View Full Version : Setting up a US Online Store - SEO Question
WhiskyFive
20th March 2009, 17:36
Hi,
We have a UK site here:
www.paiskincare.com
Currently we get around 50% of our traffic from the US so we plan to put up a US version of the site at: usa.paiskincare.com.
But...how do we get around the duplicate content rule from Google when 99% of the content will be the same - same product descriptions etc.
I'm worried that if someone in the UK searches in Google they are likely to be sent to the US store or if in the US, to the UK, because only one instance of a particular page is included in google's index.
We had this problem on an old store with an Ireland and US version and in the end had to put up "no-follow" links throughout so only the UK version was indexed.
Thanks in advance!
mayo23
21st March 2009, 00:41
One option would be to create 2 sub-domains (us.domain.com and uk.domain.com), which would keep all the content within a single domain. I'm sure this would get over the duplicate content issue.
You could then use a geographic ip locator to identify where the visitor originates from and then redirect them to the correct sub-domain.
AndyP
21st March 2009, 05:38
Out of interest, if you are selling the same products on both sites.....why have two sites? Why not have one site that sells worldwide (or wherever you wish to sell given that there will undoubtedly be exclusions)? You can have one site offering multiple currencies etc.... and its certainly saves you from doubling up on site admin!
awebapart.com
21st March 2009, 08:55
Currently we get around 50% of our traffic from the US so we plan to put up a US version of the site at: usa.paiskincare.com.
If your one site is doing well in attracting visitors from both the UK and US, I would also be reluctant to change it. Is the main reason you want to change it because you want to offer different pricing currencies and different shipping costs? A good ecommerce system should be able to cope with that within the one system, with a currency selector and zone based shipping rates.
WhiskyFive
21st March 2009, 15:52
Hi,
The reason we need two sites is that we're about to get stocked in around 50 stores in the US.
However, we can't sell at the UK price because the cost of shipping is prohibitive to the stores (£40-60 per store per shipment). The product is "fresh" with a limited shelf life, so they can't order enough for 3-6 months, but need to order once or even twice a month - many of our UK accounts order weekly.
To get round this we are increasing the RRP in the US and using the weakness of sterling and lack of VAT to heavily subsidise shipping and pay for US marketing and in-store sales support.
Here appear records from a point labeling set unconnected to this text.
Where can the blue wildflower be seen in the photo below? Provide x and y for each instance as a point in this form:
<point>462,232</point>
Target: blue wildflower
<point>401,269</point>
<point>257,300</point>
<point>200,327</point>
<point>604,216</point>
But the bottom line is that we promised the US stores that we would match the US RRP on the website which we can only do with a separate store priced in USD and turning off delivery to North America from the UK. We can't have a website that undercuts our US retailers by around 40%.
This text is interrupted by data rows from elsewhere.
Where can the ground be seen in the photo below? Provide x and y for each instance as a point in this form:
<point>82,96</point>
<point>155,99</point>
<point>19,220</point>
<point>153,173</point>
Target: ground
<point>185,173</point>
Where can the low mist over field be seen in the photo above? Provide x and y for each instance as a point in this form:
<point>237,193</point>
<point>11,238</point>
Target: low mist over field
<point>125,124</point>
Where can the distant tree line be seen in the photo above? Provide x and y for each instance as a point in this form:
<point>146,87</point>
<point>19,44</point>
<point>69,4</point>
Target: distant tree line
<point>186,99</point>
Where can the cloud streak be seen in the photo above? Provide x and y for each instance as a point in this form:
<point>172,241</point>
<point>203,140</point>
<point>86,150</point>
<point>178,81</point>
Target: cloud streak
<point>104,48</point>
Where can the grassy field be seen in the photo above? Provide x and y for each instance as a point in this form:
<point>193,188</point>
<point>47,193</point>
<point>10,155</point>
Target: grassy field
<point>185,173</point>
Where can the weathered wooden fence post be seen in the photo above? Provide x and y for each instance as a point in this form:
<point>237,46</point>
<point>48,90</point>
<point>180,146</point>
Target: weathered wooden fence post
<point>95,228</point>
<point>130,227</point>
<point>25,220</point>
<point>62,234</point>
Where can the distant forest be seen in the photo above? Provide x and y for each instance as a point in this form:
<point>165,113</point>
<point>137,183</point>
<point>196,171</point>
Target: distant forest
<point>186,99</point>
The other reason is that while UK visitors convert at an average rate of 6%, the conversion rate for US customers is bumping around 1% and we feel that a dedicated US store should help us push that up a fair bit.
I liked the auto-geolocate idea - I had been looking around for something like that. We have one already on the old (soon to be replaced) site that automatically shows prices and delivery in USD if it detects the customer is from the US, so we could build something similar.
Just on the admin comment for multiple stores - the new site uses a single backend to manage multiple sites on multiple domains, so from an admin perspective there isn't any downside to operating multiple stores.
AndyP
21st March 2009, 16:31
Ahah...that all makes sense now.... now what was the original question? :) Only kidding.... there are probably others that will have a more qualified view than me on that...so I will watch this thread with interest to see what is said.
awebapart.com
21st March 2009, 17:42
We can't have a website that undercuts our US retailers by around 40%.
When you have the one ecommerce shop which displays multiple currencies, you are in control of the currency exchange rate that your shop uses to display prices. You don't have to use the standard exchange rate, you could use an exchange rate which is the standard GBP to USD rate plus the required US percentage markup.
This might be a moot point, since once you put the US prices up on your site, your online sales from the US might stop.
WhiskyFive
21st March 2009, 19:15
We could...but then we'd lose control of pricing each product for the US market as it would always be the same multiple of the net UK price - we wouldn't be able to sell at the same RRP's we've set-up for the US stores.